Petitioners asserted that the instructions to provide the samples were unconstitutional in that they were not based upon reasonable grounds and not issued by an appropriate officer.

The hearing officer found petitioners guilty, as follows:

"Respondents were on duty when the order was conveyed and refused to comply with the order without justification * * *
"Respondents’ insubordinate refusal to obey the order constituted a violation of the Department’s legitimate authority and precluded it from carrying out its obligation to assure the integrity and fitness of members”.

The hearing officer recommended dismissal from the Department, and the Commissioner approved the findings and recommendations.

It is plain that the single issue was the refusal of petitioners to obey the orders of the Inspector General and Captain *353Simmons directing petitioners to submit to a urine test. The Commissioner’s determination was supported by substantial evidence, "such relevant proof as a reasonable mind may accept as adequate to support a conclusion or ultimate fact” (300 Gramatan Ave. Assoc. v State Div. of Human Rights, 45 NY2d 176, 180). An administrative determination supported by such evidence has a rational basis entitling it to be upheld by the courts (Matter of Pell v Board of Educ., 34 NY2d 222).

Petitioners’ complaint that much of the testimony before the hearing officer was hearsay is of no avail. Administrative tribunals are not bound by strict rules of evidence (Matter of Sowa v Looney, 23 NY2d 329; 300 Gramatan Ave. Assoc. v State Div. of Human Rights, supra; Matter of Eagle v Paterson, 57 NY2d 831). The information furnished by the informant provided the basis for a reasonable suspicion that petitioners were engaged in activity inappropriate to their office.
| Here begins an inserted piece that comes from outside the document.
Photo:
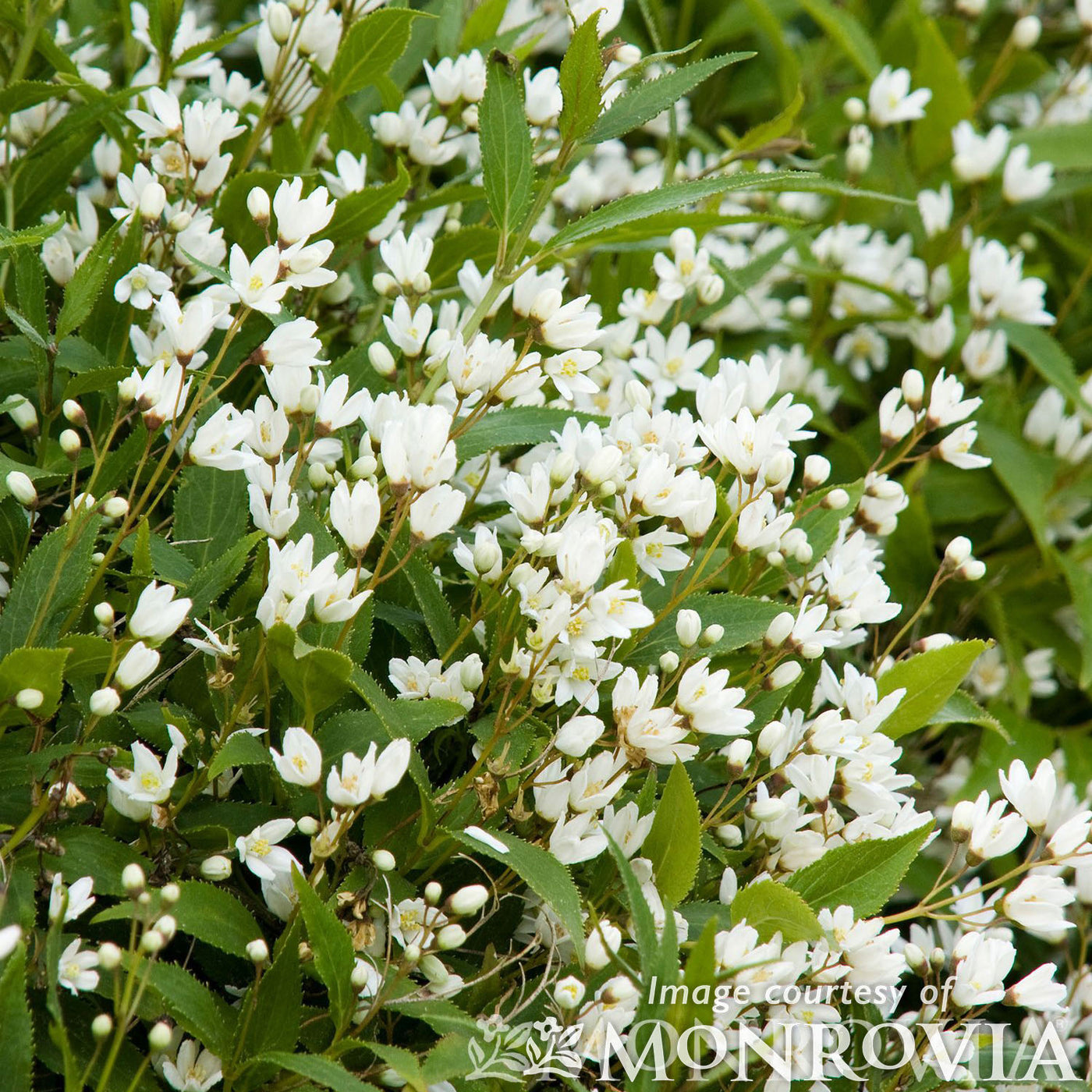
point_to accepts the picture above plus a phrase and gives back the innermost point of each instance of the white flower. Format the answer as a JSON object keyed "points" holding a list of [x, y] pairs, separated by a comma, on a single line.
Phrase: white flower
{"points": [[141, 286], [977, 158], [890, 100], [76, 969], [80, 898], [158, 613], [256, 283], [261, 852], [354, 513], [302, 761], [193, 1069], [1021, 182]]}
There was substantial evidence and a rational basis for the determination. Petitioners plainly refused to obey the lawful orders of the Inspector General and Captain Simmons violating Department of Correction rules 3.15.030 and 3.15.090.
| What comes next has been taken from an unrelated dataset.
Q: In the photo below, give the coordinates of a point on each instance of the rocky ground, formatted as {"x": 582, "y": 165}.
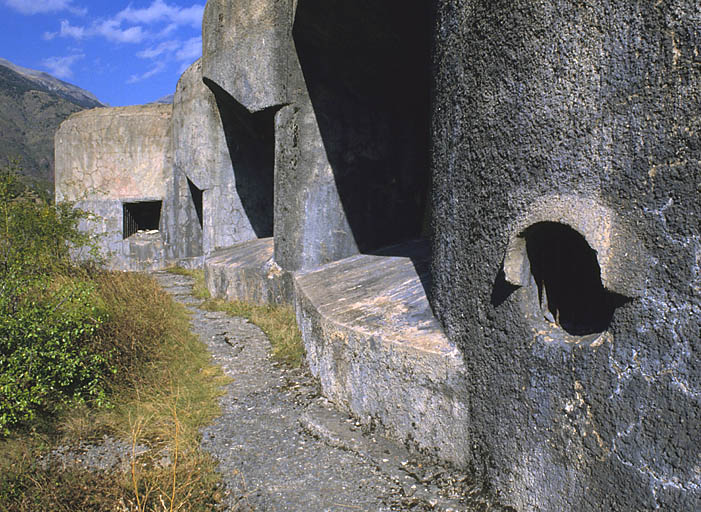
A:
{"x": 282, "y": 447}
Petitioners were not deprived of 4th Amendment constitutional rights, as they assert. The correction officer occupies a sensitive position and is subject to paramilitary discipline. He cannot perform his demanding duties if impaired by drugs. His reasonable expectation of privacy as a private citizen must yield to compelling governmental interests when he becomes an officer. (See, Matter of Krolick v Lowery, 32 AD2d 317, affd 26 NY2d 723, cert denied 397 US 1075, holding that firefighters could be required to submit to blood tests for alcohol; Division 241 Amalgamated Tr. Union v Suscy, 538 F2d 1264, cert denied 429 US 1029, holding that blood and urine tests for bus and train operators were not an impermissible intrusion, given the public interest in insuring that such operators are fit to perform their jobs; see also, Kelley v Johnson, 425 US 238.)

Probable cause is not required where the search is not aimed at the discovery of evidence for use in a criminal trial (Camara v Municipal Ct., 387 US 523). Reasonable suspicion is sufficient (Security & Law Enforcement Employees v Carey, 737 F2d 187; cf. Schmerber v California, 384 US 757).

Petitioners were properly ordered to submit urine samples. Dismissal was not an excessive penalty, nor was it shocking to one’s sense of fairness or disproportionate to the offense (Pell v Board of Educ., supra). Concur — Kupferman, J. P., Sullivan, Ross, Carro and Fein, JJ.